Die Schachtel mit dem Blubb!

Sozialdemokratische Politik darf sich gegenüber den Jungen nicht billig machen, aber sie muss anders werden

Rebellieren? Gegen wen oder was?" Protest war für sie nie ein Thema, bekennt Jasmin Gerat. "Vielleicht mussten sich früher Jugendliche auflehnen. Uns stehen so viele Möglichkeiten offen, nur, für welchen Weg sollen wir uns entscheiden?" Jasmin weiß, wie ihre Altersgruppe denkt: Als Liederansagerin bei Bravo-TV und MTV war sie Zentralorgan der jungdeutschen Spaßgemeinde. Und die beherrscht alle neuen Videospiele, mit den Problemen der realen Welt aber will die neue Generation möglichst wenig zu tun haben.

Jede Zeit braucht ihre eigenen Antworten, gab Willy Brandt seiner SPD einst mit auf den Weg. Doch welche Antworten gibt sich eine Generation, die kaum noch Fragen stellt? Immer mehr Jugendliche stehen dem Treiben von Parteien, demokratischen Wahlen und dem Staat insgesamt mit Distanz gegenüber. Staat und Gesellschaft erscheinen unübersichtlich, die Programme der Parteien ohne Unterschied. Politische Beteiligung, Engagement für Interessen und Ideen: Die Ideale der Demokratie sind leider out.

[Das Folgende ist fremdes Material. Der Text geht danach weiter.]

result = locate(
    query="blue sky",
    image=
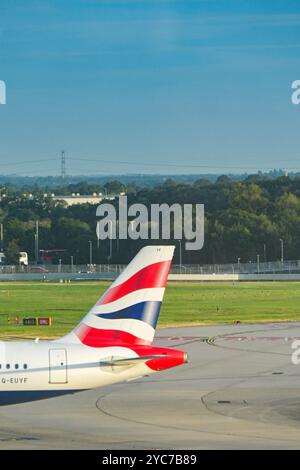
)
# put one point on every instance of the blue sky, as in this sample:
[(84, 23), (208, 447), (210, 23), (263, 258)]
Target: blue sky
[(149, 86)]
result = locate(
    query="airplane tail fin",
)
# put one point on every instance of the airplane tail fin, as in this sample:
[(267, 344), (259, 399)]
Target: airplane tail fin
[(128, 311)]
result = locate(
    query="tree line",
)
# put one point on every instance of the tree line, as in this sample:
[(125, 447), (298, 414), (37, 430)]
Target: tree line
[(243, 219)]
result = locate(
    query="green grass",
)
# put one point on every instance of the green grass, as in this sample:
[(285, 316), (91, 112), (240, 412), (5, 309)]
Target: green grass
[(184, 304)]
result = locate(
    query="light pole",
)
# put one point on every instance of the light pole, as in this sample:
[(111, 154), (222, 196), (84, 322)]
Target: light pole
[(36, 239), (282, 258), (91, 253), (180, 255), (110, 239)]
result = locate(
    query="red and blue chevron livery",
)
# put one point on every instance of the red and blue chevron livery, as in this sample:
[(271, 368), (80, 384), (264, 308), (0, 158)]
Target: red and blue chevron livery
[(128, 312), (112, 344)]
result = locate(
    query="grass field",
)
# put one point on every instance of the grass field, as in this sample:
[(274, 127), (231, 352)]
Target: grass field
[(185, 304)]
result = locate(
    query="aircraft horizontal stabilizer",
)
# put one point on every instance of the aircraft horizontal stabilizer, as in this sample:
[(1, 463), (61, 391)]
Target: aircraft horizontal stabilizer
[(130, 361)]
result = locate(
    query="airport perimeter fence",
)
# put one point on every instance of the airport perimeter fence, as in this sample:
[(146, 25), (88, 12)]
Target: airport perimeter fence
[(274, 267)]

Nun gehört es zum Schicksal jeder Jugendgeneration, dass sie von den Älteren die Note "mangelhaft" erhält und pauschal der Demokratie für unwürdig befunden wird. So erging es den 68ern, und ebenso hielten es diese mit ihren eigenen Kindern, indem sie das Credo ihrer Jugendjahre zur zeitlosen Wahrheit politischen Denkens erhöhten. Erst jetzt, kurz vor der Pensionierung, wird ihnen klar, dass nicht Kritikfähigkeit, sondern Orientierungsfähigkeit zur Mangelware, nicht Autoritätshörigkeit, sondern das Fehlen von Autorität, Werten und festen Strukturen heute zum Problem geworden sind. Die aktuelle Jugendgeneration ist umgeben von Freiheit, aber sie fühlt sich im Nichts.

Schulen, Medien und Parteien schaffen es offenbar nicht, ausreichend Verständnis für den eigenen Staat, seine Strukturen und den Sinn des politischen Streits um die bessere Idee zu wecken. Das Interesse der Jüngeren ist eher praktisch orientiert: Ausbildung, Beruf und Partnerschaft, soziale Sicherheit. Die Probleme sind heute anders als vor 30 Jahren. Und unter den heutigen Jobaussichten, hätten wahrscheinlich auch die 68er die Frage der "Berufsverbote" etwas anders akzentuiert.

Was vordergründig wie ein Interessenwandel aussieht, entpuppt sich jedoch bei näherer Betrachtung als Entwicklung von mittlerer Dramatik, wenn man diversen Untersuchungen über die politischen Einstellungen Jugendlicher folgt. "Der Demokratie droht eine ganze Generation abhanden zu kommen", titelte die zurückhaltende FAZ über das Ergebnis einer Studie aus Berlin, nach der die Ablehnung von demokratischen Parteien und deren Programmen nur noch von der Geringschätzung der Politiker insgesamt übertroffen wird. Auch außerhalb des Großstadtmilieus sind die Befunde kaum erfreulicher.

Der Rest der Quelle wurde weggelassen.